There have been days where I was sick and could have easily stayed in bed, but the desire to keep going and not let this beat me helped keep me going and this is something that my bosses really appreciated.
What is your favourite quote and why?
The one that always strikes me is the harder I work, the luckier I get, and this is so true. The more effort you put in, the more determined you are to succeed, you will get there.
Another one I like is I have worked 38 years to get where I am and I’m an overnight success. There is no such thing as an overnight success, if you want to do well and make money, you must work hard.
How do you stay focused on your goals?
The recruitment industry is interesting because you can never sit still, you are always having to push to make sure you have enough live vacancies, candidates, database structure and so on. My team are always thinking ahead, asking questions such as will next month be good? Do we have enough interviews for next week?
If it’s going to be a bad month, what can we do this to resolve this? So, staying focused is one of the main requirements needed to be a successful recruiter.
Can you describe the working culture of BlackFox?
There is a sign in our office ‘Hard Work Beats Talent, When Talent Doesn’t Work Hard,’ and this is what I reinforce to my employees every day. They must come in with motivation and put effort into their work every single day, this helps us compete with our main competitors.
BlackFox also work with a flat management structure, this encourages all the team to come forward with any ideas or thoughts they have that may help the business and it works well. All my employees appreciate the fact that they are not just a number, they contribute and have a value.
For the year ahead, both of my companies (BlackFox Solutions and Reactive) are planning a 35% business growth, want to move offices, increase staff and revenues so it will be a busy year for us. Even with Brexit happening, we are still planning growth and development.
What do you love about your job?
The aspects of my job that makes me excited for Mondays are not what you may assume, I’m not driven by money, it’s more the competitiveness I enjoy about my job. Working with my staff to keep the business going in the right direction.
What do you think is your greatest strength?
I work well under pressure, I don’t fly off the handle easily and stay controlled under stress. The reason for this is because I love what I do, a lot of people see their job as an inconvenience and because of my background and upbringing, I see my job as a privilege. I enjoy being able to get up, put on a nice suit and get myself into work.
I take a lot of pride in having answers for people that deliver the right solution. I have been on a journey to get to where I am today and I’m very proud of what I have achieved.
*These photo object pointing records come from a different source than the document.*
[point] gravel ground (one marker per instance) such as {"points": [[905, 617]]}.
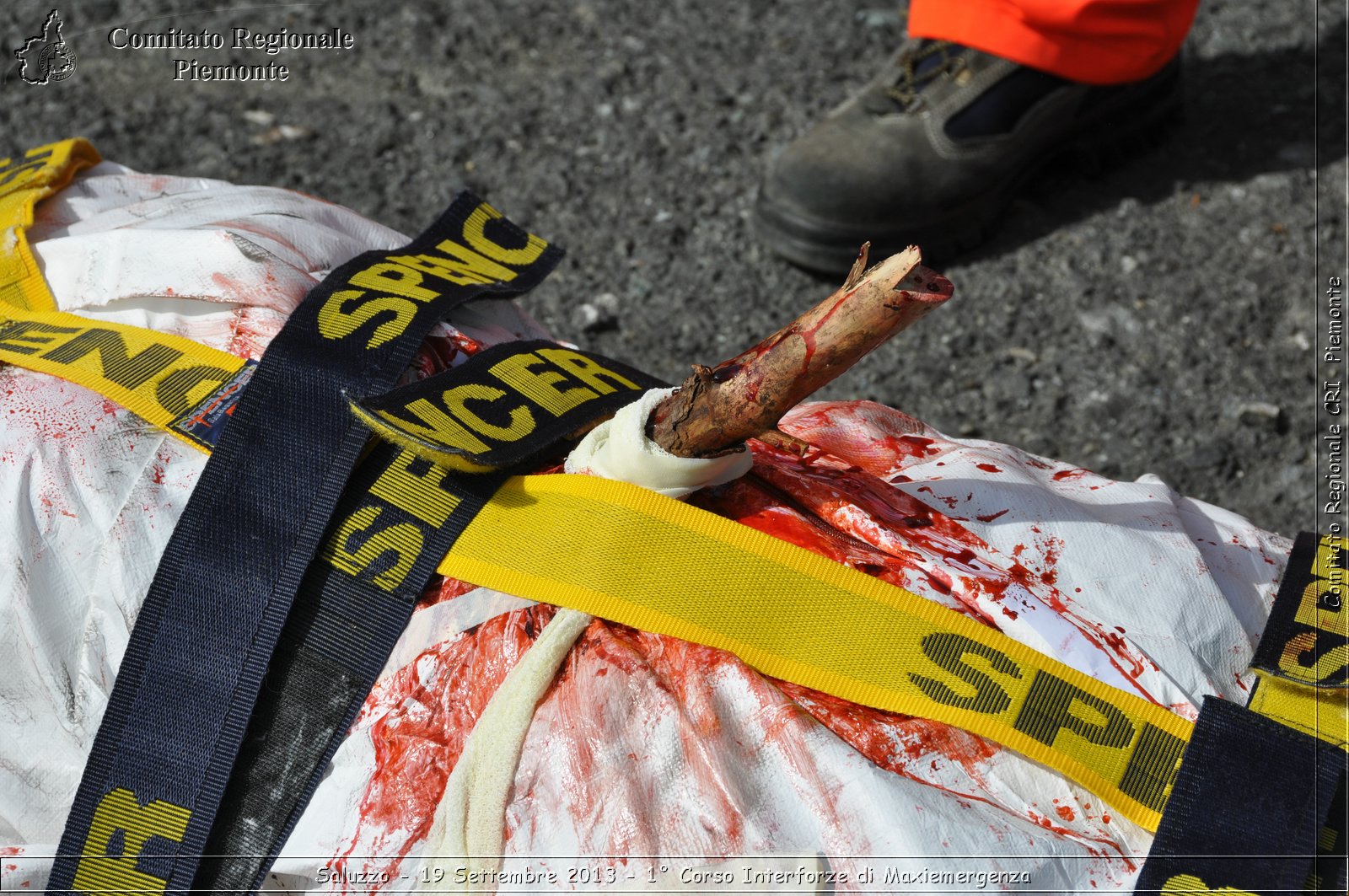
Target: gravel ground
{"points": [[1158, 316]]}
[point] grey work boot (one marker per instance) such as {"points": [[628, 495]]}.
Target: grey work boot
{"points": [[934, 148]]}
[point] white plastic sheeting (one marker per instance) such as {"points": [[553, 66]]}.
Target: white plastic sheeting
{"points": [[658, 761]]}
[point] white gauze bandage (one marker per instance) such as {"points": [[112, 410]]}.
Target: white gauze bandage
{"points": [[618, 448]]}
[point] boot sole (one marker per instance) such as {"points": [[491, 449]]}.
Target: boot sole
{"points": [[820, 246]]}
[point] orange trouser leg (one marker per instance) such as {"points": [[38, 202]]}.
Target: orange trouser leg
{"points": [[1092, 40]]}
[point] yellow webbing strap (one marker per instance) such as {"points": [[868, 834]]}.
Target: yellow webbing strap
{"points": [[637, 557], [172, 382], [24, 181]]}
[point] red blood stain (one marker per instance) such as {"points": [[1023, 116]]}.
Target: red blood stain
{"points": [[422, 716], [442, 590]]}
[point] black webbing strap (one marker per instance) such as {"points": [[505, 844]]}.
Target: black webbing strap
{"points": [[224, 587], [397, 520], [1258, 804]]}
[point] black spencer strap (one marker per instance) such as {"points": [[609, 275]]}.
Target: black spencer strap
{"points": [[224, 586], [397, 520]]}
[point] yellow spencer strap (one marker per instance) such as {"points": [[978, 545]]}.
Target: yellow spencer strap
{"points": [[172, 382], [24, 181], [637, 557]]}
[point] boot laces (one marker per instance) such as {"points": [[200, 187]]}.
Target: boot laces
{"points": [[912, 80]]}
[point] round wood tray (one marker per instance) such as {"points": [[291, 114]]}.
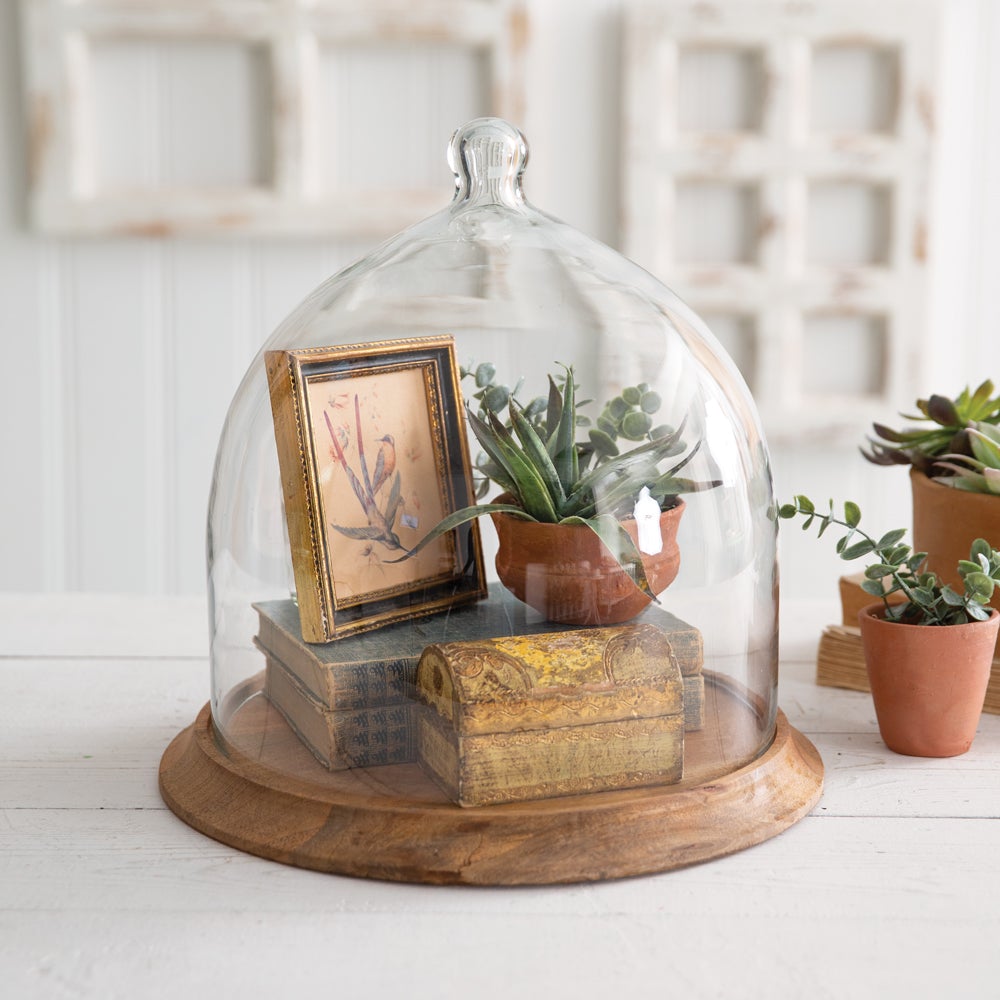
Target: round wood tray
{"points": [[393, 823]]}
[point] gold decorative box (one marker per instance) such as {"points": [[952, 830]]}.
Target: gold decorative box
{"points": [[529, 717]]}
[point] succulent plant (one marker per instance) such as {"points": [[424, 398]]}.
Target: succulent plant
{"points": [[898, 569], [980, 471], [531, 452], [950, 420]]}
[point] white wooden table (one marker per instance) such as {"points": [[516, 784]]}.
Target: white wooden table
{"points": [[890, 888]]}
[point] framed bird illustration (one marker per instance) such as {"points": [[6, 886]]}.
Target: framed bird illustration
{"points": [[372, 452]]}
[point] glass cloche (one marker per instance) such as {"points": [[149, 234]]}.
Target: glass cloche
{"points": [[492, 555]]}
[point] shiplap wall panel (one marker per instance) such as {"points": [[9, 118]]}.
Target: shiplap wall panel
{"points": [[799, 206], [29, 423], [241, 115], [219, 299], [113, 425]]}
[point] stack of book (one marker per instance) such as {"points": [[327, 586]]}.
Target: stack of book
{"points": [[840, 659], [353, 702]]}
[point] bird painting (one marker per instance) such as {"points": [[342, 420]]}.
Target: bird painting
{"points": [[380, 520]]}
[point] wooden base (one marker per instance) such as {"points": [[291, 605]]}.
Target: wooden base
{"points": [[393, 823]]}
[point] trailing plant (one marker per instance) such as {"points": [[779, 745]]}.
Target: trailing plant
{"points": [[897, 569], [948, 432], [980, 471], [532, 454]]}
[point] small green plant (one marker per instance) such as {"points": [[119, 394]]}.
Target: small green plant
{"points": [[531, 452], [898, 569], [980, 471], [950, 421]]}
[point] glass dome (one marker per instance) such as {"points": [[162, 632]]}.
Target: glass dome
{"points": [[365, 624]]}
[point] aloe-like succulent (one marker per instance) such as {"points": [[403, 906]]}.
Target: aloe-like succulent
{"points": [[950, 421], [898, 569], [980, 471], [531, 452]]}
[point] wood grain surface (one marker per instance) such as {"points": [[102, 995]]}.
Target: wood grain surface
{"points": [[393, 823]]}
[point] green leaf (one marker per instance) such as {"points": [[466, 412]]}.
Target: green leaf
{"points": [[602, 441], [890, 538], [951, 596], [531, 491], [460, 517], [858, 549], [619, 543], [562, 446], [979, 587], [650, 402], [981, 549], [877, 571], [537, 455], [554, 412], [635, 425]]}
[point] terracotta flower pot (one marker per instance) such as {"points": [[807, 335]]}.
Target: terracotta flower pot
{"points": [[928, 682], [566, 572]]}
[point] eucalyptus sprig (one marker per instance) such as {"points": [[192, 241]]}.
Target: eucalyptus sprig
{"points": [[897, 569], [531, 452]]}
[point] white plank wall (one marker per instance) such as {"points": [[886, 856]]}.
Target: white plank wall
{"points": [[120, 355]]}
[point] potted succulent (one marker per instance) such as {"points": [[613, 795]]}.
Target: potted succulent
{"points": [[929, 656], [953, 454], [587, 530]]}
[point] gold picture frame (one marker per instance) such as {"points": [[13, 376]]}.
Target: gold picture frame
{"points": [[373, 453]]}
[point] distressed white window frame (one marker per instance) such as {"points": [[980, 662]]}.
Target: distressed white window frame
{"points": [[58, 44], [779, 288]]}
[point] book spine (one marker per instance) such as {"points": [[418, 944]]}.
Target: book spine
{"points": [[341, 686], [343, 739]]}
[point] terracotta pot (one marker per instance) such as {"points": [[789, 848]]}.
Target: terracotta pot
{"points": [[947, 521], [928, 682], [566, 572]]}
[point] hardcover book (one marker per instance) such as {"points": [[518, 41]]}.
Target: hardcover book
{"points": [[340, 739], [379, 668]]}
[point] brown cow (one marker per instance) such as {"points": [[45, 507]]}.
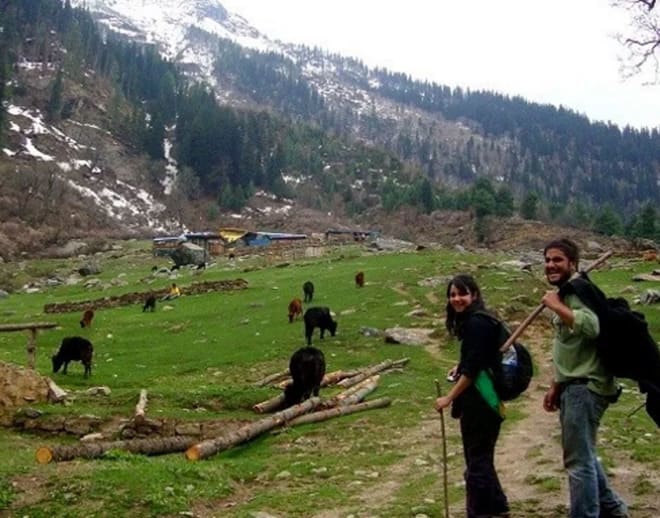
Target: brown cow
{"points": [[87, 318], [295, 309]]}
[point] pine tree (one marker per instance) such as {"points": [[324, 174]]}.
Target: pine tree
{"points": [[530, 206], [54, 106]]}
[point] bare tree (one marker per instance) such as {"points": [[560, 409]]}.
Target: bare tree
{"points": [[642, 41]]}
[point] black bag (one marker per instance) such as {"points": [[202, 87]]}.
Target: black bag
{"points": [[514, 371], [624, 343]]}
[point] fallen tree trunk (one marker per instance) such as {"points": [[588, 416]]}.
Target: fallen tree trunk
{"points": [[356, 393], [385, 365], [332, 378], [367, 373], [92, 450], [337, 411], [210, 447], [141, 406]]}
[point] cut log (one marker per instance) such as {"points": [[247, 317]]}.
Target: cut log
{"points": [[354, 394], [370, 371], [210, 447], [269, 405], [55, 393], [367, 373], [332, 378], [399, 363], [273, 378], [92, 450], [141, 407], [323, 415]]}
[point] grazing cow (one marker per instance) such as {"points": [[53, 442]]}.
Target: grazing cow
{"points": [[321, 318], [295, 309], [149, 304], [87, 318], [308, 290], [74, 348], [650, 255], [307, 368]]}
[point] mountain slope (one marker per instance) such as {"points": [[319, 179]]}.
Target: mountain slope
{"points": [[322, 129]]}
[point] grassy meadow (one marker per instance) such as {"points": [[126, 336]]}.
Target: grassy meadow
{"points": [[199, 360]]}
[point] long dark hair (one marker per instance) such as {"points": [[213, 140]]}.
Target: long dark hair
{"points": [[464, 284], [568, 248]]}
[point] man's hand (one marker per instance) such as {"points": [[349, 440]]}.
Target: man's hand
{"points": [[551, 398], [442, 402], [551, 300]]}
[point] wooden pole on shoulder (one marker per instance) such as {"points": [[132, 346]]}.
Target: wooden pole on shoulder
{"points": [[444, 453], [521, 328]]}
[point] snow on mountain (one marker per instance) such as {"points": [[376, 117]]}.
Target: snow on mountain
{"points": [[165, 23]]}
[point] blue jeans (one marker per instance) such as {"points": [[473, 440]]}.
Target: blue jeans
{"points": [[580, 414]]}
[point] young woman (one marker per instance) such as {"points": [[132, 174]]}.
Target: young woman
{"points": [[479, 419]]}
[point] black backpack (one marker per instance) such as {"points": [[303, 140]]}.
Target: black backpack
{"points": [[514, 371], [624, 343]]}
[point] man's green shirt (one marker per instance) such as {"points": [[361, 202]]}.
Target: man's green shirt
{"points": [[574, 349]]}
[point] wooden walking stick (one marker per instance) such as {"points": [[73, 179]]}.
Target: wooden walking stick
{"points": [[514, 336], [444, 453]]}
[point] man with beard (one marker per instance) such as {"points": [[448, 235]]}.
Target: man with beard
{"points": [[582, 389]]}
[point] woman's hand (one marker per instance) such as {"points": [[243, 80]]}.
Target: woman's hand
{"points": [[551, 398], [442, 402]]}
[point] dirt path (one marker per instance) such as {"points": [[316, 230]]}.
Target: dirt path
{"points": [[528, 456]]}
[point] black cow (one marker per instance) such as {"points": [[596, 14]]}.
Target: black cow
{"points": [[74, 348], [308, 290], [307, 368], [149, 304], [321, 318]]}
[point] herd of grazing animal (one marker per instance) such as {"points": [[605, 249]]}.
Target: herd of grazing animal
{"points": [[306, 365]]}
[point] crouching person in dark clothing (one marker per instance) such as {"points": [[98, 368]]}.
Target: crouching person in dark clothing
{"points": [[473, 397]]}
All the searching, competing and hard work has been worth it.
What’s your advice to any aspiring entrepreneurs out there?
Work out what you want to do, I’ve seen people start a business without a plan set in place and therefore it hasn’t worked. Have a plan, expect setbacks and plan a solution to those problems.
Put a date in and review where you are, every six months and if it’s not working out for you then be brave enough to accept that. Remember, there is a lot of competition out there and if you have a business idea then it’s likely that there are many out there with the same one, ensure you have a unique selling point and always be realistic.
When you start hiring staff always see yourself as an employee, be at your desk at 9 in the morning and go home at 5.30 p.m. This discipline is essential for growing your company, no matter how high you find yourself in the company hierarchy there shouldn’t be any job that you won’t do.
Whether it’s making coffee for everyone or making a million-pound decision, you should be willing to do everything. Showing your staff this will be appreciated and if they see you doing this, then you have every right to demand that they do the same and that’s how it works in business.